Here’s what we know: According to the National Center for Science Education and the Lowell Sun, a bill before the state legislature would ban climate-change denialism, anti-vaxxism, and creationism from the state’s curriculum. The bill’s sponsor said that his goal was to prohibit teaching that climate-change denialism deserves equal consideration to climate-change science.
As one supporter put it,
The fact that there are many people who believe and insist the earth is flat — enough to fill a whole cruise ship, it turns out — or that vaccines are deadly or who believe evolution is not real and that climate change is not taking place and that more carbon dioxide in the atmosphere doesn’t matter is all evidence that science education needs to be strengthened and kept understandable against those who would deliberately sew [sic] confusion.
As always, the devil will be in the details.

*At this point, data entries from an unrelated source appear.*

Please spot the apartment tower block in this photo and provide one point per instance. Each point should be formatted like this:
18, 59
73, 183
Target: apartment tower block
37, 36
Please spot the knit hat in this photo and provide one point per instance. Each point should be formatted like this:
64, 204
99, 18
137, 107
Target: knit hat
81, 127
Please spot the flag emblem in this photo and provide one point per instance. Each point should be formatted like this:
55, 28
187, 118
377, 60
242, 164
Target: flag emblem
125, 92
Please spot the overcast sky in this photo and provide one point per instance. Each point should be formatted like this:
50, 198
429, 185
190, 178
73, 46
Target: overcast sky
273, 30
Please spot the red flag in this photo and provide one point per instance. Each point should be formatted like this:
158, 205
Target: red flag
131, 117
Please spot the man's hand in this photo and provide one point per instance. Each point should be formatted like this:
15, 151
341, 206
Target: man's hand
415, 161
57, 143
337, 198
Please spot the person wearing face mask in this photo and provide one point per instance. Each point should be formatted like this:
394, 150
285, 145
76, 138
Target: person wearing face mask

The mechanism of this bill would be to insist on only “peer-reviewed” and “age-appropriate” materials in science classes.
And there’s the rub.
As SAGLRROILYBYGTH are well aware, radical young-earth creationists are not simply science “denialists.” They do not pooh-pooh peer-reviewed research or age-appropriate materials. The radical group Answers In Genesis, for example, operates its own clunky “peer-reviewed” research journal.
And whether you love them or hate them, the fundamentalist creationist missionaries at AIG produce plenty of “age-appropriate” materials. They are always trying to convince and convert America’s children to their Flintstones-level science. It might not be good science, but there’s no doubt that it is “age-appropriate.”
I support Massachusetts’s efforts to keep their public-school science classrooms secular. I agree that we should not teach zombie science or other forms of theologically motivated science in public schools. Unfortunately, however, I don’t think this bill will do the trick.